Dynamic Gate: The GELU activation acts like a dynamic gate for the input signals. For large positive values, the function approximates the identity function, allowing the input to pass through, while for negative values, it suppresses the signal.

Applications

The GELU activation function has seen significant adoption in state-of-the-art models, especially in the field of NLP. For instance, it is used as the default activation function in the Transformer model architecture, as seen in models like GPT (Generative Pretrained Transformer) and BERT (Bidirectional Encoder Representations from Transformers). Its success in these models highlights its effectiveness in handling complex patterns and sequences in data.

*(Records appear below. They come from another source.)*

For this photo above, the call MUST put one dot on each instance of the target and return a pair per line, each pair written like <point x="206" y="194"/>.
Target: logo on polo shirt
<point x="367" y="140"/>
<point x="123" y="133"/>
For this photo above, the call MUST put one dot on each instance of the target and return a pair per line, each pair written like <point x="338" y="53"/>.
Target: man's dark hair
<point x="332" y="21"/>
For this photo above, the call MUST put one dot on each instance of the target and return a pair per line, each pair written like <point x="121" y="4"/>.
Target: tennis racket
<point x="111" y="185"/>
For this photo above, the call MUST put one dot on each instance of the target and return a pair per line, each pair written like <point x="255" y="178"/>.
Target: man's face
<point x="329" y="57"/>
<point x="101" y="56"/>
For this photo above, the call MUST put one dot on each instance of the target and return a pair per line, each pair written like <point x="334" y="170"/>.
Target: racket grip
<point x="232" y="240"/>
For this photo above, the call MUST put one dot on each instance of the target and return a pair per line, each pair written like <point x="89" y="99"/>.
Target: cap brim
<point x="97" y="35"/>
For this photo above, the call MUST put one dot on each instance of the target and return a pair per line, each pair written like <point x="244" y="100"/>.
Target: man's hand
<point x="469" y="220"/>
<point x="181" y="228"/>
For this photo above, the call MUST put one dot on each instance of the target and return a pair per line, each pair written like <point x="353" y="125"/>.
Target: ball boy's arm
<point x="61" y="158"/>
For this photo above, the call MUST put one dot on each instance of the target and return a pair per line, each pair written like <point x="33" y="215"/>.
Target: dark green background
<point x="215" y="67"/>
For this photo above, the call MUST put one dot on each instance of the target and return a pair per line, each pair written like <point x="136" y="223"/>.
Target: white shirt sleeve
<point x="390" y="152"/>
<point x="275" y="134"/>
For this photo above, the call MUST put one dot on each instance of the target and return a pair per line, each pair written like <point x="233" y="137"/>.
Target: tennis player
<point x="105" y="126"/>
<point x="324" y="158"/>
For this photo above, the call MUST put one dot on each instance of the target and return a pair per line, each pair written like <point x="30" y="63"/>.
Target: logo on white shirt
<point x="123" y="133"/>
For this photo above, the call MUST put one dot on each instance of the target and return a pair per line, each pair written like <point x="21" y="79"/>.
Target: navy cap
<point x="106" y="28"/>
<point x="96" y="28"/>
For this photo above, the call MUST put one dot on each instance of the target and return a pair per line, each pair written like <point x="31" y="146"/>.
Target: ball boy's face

Implementing GELU in Python

Most deep learning frameworks, such as TensorFlow and PyTorch, include built-in support for the GELU activation function. Here's how you can use it in PyTorch:

import torch
import torch.nn.functional as F

x = torch.tensor([-1.0, 0.0, 1.0])
y = F.gelu(x)

print(y)

And in TensorFlow:

import tensorflow as tf

x = tf.constant([-1.0, 0.0, 1.0])
y = tf.nn.gelu(x)

print(y)

These examples demonstrate how to apply the GELU activation function to a tensor in both PyTorch and TensorFlow, showcasing its ease of use in modern deep learning frameworks. The adoption of GELU in prominent models underscores its utility and effectiveness as an activation function in complex neural network architectures.